Chapter Text
“Here’s the thing.”
Tyler gets seated in his studio. Paul does the same, ears alert and ready to listen.
His whole attention is set on him. Tyler's eyes bevel the floor, aiming to organize his thoughts into something cohesive.
As if he hasn't gone through their plan innumerable times already. As if the count did not matter, the amount that the plan kept circling in his head.
But that thing is, he needs to start voicing it as well or nothing will ever get moving.
That’ll make it real. Tyler gives it a thought for one last time. His fingers spread as his eyes narrow, an open cage ready to catch the words out of the thin air.
Tyler licks his lips, and breathes in. Then, he starts talking.
“We’re going dark for the entire year ahead of us. This album, Trench… I need to submerge into absolute seclusion with it. It won’t turn out the way I want if we don’t. That being said…”
He fixes his position, finally holding strict eye contact with Paul, “I’m gonna close everyone out from writing this album. Family, friends, anyone who might usually try to have an impact on how we should make our music. I’m done with that, done with them. At least for this album, I am. Um…”

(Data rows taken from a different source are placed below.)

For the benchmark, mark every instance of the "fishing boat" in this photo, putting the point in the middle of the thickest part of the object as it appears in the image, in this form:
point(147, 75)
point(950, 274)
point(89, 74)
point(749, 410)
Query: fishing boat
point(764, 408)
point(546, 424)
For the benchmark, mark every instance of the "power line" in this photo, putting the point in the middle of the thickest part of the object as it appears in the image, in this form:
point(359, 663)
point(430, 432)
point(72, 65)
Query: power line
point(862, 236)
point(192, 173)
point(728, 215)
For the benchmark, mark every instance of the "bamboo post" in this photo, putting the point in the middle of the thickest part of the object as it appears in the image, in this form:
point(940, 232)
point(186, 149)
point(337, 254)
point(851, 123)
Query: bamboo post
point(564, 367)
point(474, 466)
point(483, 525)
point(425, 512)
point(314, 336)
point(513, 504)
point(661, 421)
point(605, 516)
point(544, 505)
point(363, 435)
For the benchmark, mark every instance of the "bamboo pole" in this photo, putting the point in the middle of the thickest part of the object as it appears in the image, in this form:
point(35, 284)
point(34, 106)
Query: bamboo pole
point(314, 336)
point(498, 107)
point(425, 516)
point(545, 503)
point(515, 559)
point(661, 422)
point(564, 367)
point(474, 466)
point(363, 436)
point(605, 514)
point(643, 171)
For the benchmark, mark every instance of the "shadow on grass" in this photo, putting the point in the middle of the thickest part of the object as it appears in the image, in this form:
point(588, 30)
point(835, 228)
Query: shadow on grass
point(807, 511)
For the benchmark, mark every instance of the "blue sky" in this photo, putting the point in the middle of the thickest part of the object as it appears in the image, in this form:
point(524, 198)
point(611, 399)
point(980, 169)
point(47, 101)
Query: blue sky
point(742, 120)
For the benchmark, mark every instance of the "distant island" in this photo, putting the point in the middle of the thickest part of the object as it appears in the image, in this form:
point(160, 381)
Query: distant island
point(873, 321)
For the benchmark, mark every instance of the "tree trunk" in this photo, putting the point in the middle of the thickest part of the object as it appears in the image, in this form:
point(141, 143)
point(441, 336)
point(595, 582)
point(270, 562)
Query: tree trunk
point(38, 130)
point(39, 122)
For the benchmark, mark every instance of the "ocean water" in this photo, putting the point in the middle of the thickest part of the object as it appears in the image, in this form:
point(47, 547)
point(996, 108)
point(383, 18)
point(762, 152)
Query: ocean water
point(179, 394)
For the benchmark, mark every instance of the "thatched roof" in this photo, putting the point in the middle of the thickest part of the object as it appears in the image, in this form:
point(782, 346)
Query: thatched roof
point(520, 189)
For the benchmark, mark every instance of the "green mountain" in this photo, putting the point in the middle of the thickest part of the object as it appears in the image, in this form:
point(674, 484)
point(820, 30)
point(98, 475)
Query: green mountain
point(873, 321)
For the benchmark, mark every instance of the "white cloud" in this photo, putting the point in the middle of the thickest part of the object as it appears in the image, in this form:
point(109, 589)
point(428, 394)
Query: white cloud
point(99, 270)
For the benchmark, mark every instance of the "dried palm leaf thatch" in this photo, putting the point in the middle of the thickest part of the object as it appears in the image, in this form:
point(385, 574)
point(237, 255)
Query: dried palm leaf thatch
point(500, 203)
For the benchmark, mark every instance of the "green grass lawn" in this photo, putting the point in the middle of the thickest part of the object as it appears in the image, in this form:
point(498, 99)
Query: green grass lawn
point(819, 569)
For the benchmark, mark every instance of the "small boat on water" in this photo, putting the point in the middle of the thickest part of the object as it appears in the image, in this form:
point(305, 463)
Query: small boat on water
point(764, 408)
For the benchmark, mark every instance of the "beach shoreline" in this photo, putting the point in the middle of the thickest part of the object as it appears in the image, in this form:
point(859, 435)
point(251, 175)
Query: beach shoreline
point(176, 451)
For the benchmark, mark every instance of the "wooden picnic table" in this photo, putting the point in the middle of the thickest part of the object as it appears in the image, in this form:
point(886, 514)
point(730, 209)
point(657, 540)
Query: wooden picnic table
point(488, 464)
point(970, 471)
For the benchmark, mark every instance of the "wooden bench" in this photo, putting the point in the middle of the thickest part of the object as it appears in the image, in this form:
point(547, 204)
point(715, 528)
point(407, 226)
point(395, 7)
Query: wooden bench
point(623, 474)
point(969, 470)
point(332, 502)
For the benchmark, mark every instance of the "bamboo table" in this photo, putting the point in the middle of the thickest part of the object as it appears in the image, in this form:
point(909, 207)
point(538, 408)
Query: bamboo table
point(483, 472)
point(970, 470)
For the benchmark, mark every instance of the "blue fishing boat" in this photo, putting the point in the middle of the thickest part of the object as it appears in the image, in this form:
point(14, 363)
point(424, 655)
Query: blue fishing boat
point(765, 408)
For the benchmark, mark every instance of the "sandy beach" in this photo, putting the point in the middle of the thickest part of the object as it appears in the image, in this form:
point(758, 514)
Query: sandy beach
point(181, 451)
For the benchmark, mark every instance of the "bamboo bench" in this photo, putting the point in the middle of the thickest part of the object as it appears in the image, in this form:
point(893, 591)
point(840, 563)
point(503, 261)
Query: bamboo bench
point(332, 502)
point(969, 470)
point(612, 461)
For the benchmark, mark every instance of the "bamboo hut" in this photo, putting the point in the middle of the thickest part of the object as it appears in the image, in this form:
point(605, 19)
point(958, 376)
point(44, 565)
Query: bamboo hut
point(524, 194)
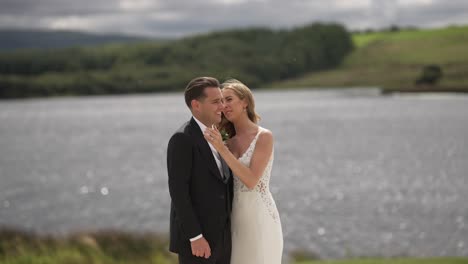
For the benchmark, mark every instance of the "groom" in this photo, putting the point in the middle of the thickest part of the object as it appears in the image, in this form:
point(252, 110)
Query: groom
point(200, 183)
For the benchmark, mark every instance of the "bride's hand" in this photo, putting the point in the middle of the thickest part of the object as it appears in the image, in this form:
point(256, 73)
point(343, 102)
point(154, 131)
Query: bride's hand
point(213, 136)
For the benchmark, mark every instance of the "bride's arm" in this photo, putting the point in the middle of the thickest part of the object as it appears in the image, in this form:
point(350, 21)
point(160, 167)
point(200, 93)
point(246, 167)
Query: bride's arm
point(260, 157)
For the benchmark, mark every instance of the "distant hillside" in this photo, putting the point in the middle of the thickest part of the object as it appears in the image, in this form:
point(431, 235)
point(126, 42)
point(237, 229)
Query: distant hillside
point(394, 60)
point(257, 56)
point(40, 39)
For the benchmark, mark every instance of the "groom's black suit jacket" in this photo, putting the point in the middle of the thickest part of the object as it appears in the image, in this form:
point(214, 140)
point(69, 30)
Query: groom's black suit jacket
point(201, 197)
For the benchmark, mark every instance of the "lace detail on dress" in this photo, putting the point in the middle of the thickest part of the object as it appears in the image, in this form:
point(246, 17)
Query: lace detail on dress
point(262, 187)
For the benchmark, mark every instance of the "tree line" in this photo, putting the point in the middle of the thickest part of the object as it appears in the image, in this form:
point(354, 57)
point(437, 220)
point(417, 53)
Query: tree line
point(257, 56)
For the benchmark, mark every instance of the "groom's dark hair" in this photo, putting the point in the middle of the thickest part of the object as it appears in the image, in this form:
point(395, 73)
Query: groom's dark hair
point(196, 87)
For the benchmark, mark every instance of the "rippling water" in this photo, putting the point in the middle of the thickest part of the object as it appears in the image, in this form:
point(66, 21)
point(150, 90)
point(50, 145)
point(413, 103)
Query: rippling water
point(355, 174)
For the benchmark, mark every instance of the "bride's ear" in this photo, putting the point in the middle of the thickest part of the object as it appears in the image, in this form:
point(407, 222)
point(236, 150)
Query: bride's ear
point(195, 105)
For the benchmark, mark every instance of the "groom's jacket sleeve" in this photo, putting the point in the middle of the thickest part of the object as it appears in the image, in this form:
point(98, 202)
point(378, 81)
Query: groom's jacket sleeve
point(179, 166)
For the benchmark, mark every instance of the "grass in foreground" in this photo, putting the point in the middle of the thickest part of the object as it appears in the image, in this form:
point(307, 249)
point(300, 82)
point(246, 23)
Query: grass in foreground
point(106, 247)
point(396, 59)
point(116, 247)
point(392, 261)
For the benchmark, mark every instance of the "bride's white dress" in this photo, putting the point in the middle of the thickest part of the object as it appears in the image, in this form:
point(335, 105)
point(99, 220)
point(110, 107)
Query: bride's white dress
point(257, 237)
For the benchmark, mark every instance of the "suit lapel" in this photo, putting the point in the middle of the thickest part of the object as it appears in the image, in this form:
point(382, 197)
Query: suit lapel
point(205, 149)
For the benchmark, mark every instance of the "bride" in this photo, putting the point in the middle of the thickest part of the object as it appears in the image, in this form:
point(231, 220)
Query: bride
point(257, 236)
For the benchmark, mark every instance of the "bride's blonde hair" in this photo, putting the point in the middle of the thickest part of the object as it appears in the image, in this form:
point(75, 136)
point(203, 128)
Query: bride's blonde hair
point(244, 93)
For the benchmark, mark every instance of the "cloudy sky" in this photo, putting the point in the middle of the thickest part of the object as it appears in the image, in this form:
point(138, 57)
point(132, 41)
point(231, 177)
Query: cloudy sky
point(172, 18)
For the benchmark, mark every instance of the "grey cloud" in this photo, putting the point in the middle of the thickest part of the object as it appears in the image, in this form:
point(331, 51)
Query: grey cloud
point(182, 17)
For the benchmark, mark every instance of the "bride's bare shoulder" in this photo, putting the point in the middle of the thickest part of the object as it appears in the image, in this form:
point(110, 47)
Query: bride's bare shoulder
point(265, 136)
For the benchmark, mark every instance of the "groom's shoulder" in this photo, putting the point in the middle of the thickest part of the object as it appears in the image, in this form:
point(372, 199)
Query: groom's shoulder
point(184, 129)
point(182, 132)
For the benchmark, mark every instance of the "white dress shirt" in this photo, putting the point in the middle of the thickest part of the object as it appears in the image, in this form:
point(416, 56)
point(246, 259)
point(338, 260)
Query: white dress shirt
point(217, 159)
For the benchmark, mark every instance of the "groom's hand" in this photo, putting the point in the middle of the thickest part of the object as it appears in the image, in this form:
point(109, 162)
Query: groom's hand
point(201, 248)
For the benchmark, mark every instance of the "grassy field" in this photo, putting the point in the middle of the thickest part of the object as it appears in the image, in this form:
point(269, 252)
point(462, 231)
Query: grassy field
point(394, 60)
point(117, 247)
point(392, 261)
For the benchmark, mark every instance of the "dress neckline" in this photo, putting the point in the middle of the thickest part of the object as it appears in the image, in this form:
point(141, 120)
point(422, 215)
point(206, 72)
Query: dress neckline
point(251, 143)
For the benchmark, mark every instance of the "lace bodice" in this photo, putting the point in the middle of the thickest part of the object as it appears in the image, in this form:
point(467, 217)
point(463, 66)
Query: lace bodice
point(262, 187)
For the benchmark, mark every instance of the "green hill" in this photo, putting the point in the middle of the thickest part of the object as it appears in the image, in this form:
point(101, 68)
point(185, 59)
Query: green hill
point(257, 56)
point(394, 60)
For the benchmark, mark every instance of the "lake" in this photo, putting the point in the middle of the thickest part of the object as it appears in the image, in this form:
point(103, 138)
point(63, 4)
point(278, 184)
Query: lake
point(355, 173)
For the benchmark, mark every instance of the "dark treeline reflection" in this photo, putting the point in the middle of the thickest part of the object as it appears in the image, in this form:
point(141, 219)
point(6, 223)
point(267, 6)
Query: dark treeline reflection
point(257, 56)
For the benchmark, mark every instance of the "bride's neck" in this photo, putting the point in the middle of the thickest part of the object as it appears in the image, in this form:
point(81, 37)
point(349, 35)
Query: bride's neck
point(244, 125)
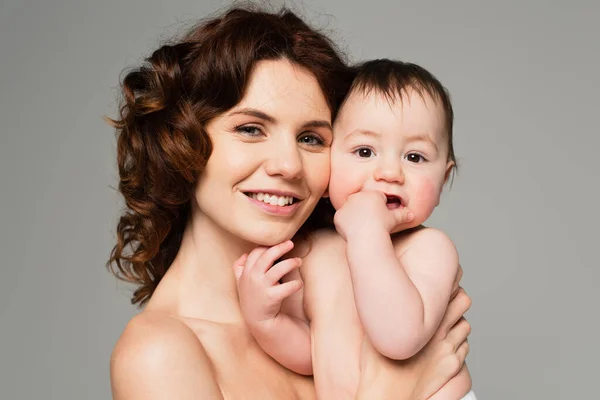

He needs to clear his voice. He’s barely said anything out loud in days, spending all days alone. With Josh away in LA and barely visiting Columbus, it feels good to have someone to talk to, someone he can trust.
Trust means everything to him. Out of all people, it’s not a coincidence that he’s ready to share his studio with Paul now. When leading another person into the depths of his creating process, he wants to do it with someone who stood in the same frame of mind as him.
"So you have named the album already,” Paul aids him onward, and it takes a second for Tyler to rewind his own words, catching up soon enough.
“We toured more than four years straight,” he offers as a careful reminder, to keep himself on track. “Blurryface was written almost completely on the road. I assure you, I wouldn’t have survived that album cycle without putting some thought into what may come after it. But if I’m being honest, this story has existed for a long time already.”
Tyler smiles, if only slightly. With everything combined, it has led to the reason why he felt comfortable opening up about the future of his band, and what the year ahead of them meant.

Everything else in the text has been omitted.